Der "Außenseiter" Gross war dann in den 60er-Jahren in den "Führungskreis" der CDU aufgestiegen. Fest teilt die These des "unter die allzeit räuberischen Verbände [die Parteien] gefallenen Staates." Die Gruppierung um Gross, Rüdiger Altmann, Arnold Gehlen und Carl Schmitt forcierten die Verwandlung der Bundesrepublik in eine "formierte Gesellschaft".

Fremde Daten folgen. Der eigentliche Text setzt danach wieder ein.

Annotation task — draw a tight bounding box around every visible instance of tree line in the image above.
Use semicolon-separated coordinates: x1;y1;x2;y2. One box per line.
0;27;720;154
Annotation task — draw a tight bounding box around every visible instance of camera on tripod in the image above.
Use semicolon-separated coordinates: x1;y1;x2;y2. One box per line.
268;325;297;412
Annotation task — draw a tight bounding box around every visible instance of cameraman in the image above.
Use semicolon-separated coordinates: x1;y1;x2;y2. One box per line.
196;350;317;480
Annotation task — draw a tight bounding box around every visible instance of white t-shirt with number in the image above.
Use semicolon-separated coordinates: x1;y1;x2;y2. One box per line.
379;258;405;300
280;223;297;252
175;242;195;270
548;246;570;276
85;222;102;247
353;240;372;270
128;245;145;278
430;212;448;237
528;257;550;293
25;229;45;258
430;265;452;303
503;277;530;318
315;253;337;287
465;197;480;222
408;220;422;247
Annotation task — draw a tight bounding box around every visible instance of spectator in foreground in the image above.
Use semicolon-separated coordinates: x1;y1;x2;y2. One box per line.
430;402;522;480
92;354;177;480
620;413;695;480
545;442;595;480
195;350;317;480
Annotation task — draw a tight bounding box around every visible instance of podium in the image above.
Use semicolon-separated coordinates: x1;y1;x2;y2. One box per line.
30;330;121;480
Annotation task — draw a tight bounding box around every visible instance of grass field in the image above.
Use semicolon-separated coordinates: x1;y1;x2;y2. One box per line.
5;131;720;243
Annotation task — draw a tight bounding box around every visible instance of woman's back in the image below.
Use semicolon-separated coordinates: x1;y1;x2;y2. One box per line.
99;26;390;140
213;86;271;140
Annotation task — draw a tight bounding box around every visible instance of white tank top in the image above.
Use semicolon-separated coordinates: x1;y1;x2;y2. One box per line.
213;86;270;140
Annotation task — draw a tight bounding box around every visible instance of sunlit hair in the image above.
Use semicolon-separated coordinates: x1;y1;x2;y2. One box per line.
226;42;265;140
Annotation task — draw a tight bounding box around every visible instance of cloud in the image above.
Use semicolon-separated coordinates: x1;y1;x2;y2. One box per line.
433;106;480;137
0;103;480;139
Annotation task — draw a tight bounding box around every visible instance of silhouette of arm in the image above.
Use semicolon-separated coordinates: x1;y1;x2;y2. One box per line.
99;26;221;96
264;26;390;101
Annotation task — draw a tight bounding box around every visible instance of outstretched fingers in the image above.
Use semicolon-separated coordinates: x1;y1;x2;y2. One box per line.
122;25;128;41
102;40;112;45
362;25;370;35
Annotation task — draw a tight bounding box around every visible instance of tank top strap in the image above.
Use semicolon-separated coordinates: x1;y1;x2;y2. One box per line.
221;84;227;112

Auch der Historiker Arnulf Baring zählt zu den "nahen Freunden" Fests. Er machte jüngst mit einer Rede vor dem Hessischen Landtag auf sich aufmerksam, in der er forderte, statt von Integration von "Eindeutschung" zu sprechen. Obwohl Teil des Establishments, wird Baring von Fest zwanghaft zum "Zweifler" und Nonkonformisten stilisiert. Selbst Barings "hochgestimmtem und zugleich besorgtem Enthusiasmus" komme das Tribut des "Zweiflers" zu. Ähnliches ließe sich auch von dem Verleger Wolf Jobst Siedler sagen, der ebenfalls diesem Kreis angehört und mit den gleichen Grundbegriffen arbeitet.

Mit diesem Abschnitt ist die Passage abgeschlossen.